D^2-監控器：基於猶豫感知路由的擴散大語言模型動態安全監控

摘要

儘管擴散式大型語言模型（D-LLMs）已成為自回歸大型語言模型（AR-LLMs）的替代方案，但針對D-LLMs的安全監控仍 largely 未經探索。不同於AR-LLMs，D-LLMs透過多步去噪過程生成文本，過程中暴露的中間隱藏表徵可能包含標準單步監控設置中無法取得的安相關資訊。基於輕量化探針適用於持續監控的特性，我們分析哪些軌跡層級訊號最能指示此類探針可能遭遇瓶頸。研究發現，最具資訊性的訊號是安全猶豫：中間隱藏狀態反覆落在探針決策邊界的小範圍內。D-LLM軌跡中此類猶豫步數能有效預測探針失效情況，成為樣本難度的代理指標。根據此分析，我們提出D²-Monitor，一種專為D-LLMs設計的雙層安全監控器。D²-Monitor採用輕量化探針作為持續監控器，同時進行猶豫估計與基礎分類。當猶豫程度超過門檻值時，會啟動更具表現力但計算負擔較重的探針。此動態路由機制可在測試時有效分配監控資源。在涵蓋4種D-LLMs的3個數據集（WildguardMix、ToxicChat、OpenAI-Moderation）上進行評估，D²-Monitor以緊湊的參數量（≤0.85M參數）達到當前最佳效能，並在有效性與效率之間取得相較於8個基線方法的最佳平衡。

English

Despite the emergence of diffusion large language models (D-LLMs) as an alternative to autoregressive large language models (AR-LLMs), safety monitoring for D-LLMs remains largely unexplored.

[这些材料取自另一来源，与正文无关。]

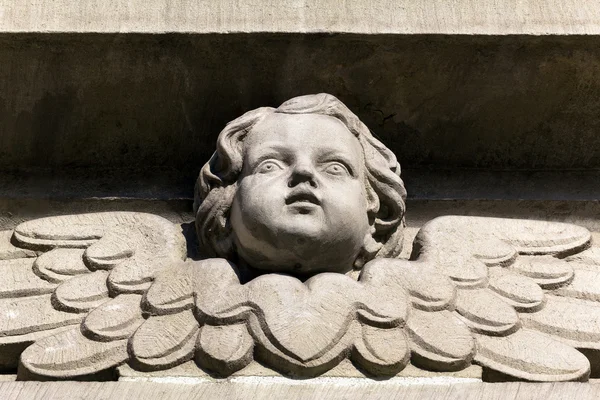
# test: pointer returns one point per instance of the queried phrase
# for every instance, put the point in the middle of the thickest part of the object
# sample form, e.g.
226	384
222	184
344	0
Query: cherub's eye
336	168
268	166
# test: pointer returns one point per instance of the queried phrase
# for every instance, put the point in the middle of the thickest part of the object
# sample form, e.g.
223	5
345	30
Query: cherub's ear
372	201
369	250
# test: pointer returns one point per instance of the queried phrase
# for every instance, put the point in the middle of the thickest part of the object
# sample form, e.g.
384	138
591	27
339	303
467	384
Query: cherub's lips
302	196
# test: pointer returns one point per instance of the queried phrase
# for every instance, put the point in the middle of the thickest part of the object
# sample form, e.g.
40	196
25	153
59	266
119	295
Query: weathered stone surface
379	16
267	389
300	196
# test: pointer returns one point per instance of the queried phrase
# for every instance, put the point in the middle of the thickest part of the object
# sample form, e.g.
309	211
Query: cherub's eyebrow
336	155
269	151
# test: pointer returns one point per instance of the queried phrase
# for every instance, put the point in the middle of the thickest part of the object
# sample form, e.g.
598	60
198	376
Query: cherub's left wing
76	282
529	291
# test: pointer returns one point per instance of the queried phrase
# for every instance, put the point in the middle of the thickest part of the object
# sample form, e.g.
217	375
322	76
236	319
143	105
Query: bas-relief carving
294	201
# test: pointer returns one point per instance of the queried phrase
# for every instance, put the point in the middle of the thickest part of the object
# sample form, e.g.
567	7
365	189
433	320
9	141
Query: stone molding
484	17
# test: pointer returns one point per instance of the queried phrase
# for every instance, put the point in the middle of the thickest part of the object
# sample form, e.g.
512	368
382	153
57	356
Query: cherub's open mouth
302	196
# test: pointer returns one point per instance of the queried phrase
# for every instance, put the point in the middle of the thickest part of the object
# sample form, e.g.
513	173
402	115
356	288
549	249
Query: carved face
300	204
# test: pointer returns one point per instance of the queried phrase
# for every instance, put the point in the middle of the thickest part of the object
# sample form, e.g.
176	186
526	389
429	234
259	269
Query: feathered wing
528	292
72	286
93	291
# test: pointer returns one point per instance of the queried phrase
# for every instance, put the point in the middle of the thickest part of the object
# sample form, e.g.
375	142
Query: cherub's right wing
78	281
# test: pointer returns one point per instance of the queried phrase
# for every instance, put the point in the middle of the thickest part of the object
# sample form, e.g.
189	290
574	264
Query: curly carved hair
217	184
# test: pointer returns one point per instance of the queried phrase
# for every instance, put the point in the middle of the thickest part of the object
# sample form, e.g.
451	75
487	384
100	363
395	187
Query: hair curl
217	183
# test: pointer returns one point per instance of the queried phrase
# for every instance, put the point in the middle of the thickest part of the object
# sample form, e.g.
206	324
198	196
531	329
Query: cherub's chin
302	208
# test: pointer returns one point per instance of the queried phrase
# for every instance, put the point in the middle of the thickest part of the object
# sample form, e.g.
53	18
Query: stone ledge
483	17
270	388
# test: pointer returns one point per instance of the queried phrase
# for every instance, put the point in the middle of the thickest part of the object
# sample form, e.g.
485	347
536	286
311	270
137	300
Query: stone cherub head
302	188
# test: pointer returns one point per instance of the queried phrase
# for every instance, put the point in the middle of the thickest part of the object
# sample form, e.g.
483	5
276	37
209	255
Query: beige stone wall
485	17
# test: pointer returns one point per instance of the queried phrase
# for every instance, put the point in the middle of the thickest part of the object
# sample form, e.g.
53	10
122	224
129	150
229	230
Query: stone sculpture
292	202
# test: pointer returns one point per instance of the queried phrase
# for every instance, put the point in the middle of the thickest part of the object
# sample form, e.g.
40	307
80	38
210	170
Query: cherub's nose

Unlike AR-LLMs, D-LLMs generate text through a multi-step denoising process, exposing intermediate hidden representations that may contain safety-relevant information unavailable in standard single-step monitoring setups. Motivated by the suitability of lightweight probes for always-on monitoring, we analyze which trajectory-level signals best indicate when such probes are likely to struggle. We find that the most informative signal is safety hesitation: intermediate hidden states repeatedly falling within a small margin of the probe's decision boundary. The number of such hesitation steps in D-LLM's trajectory predicts probe failure effectively, providing a proxy of sample difficulty. Building on this analysis, we propose D^2-Monitor, a bi-level safety monitor for D-LLMs. D^2-Monitor adopts a lightweight probe as an always-on monitor to jointly estimate hesitation and perform base classification. When the hesitation level exceeds a threshold, a more expressive but computationally heavier probe is activated. This dynamic routing mechanism allocates monitoring resources efficiently at test time. Evaluated on 3 datasets (WildguardMix, ToxicChat, OpenAI-Moderation) across 4 D-LLMs, D^2-Monitor achieves state-of-the-art performance with a compact parameter footprint (leq 0.85M parameters), and exhibits the best trade-off between effectiveness and efficiency relative to 8 baselines.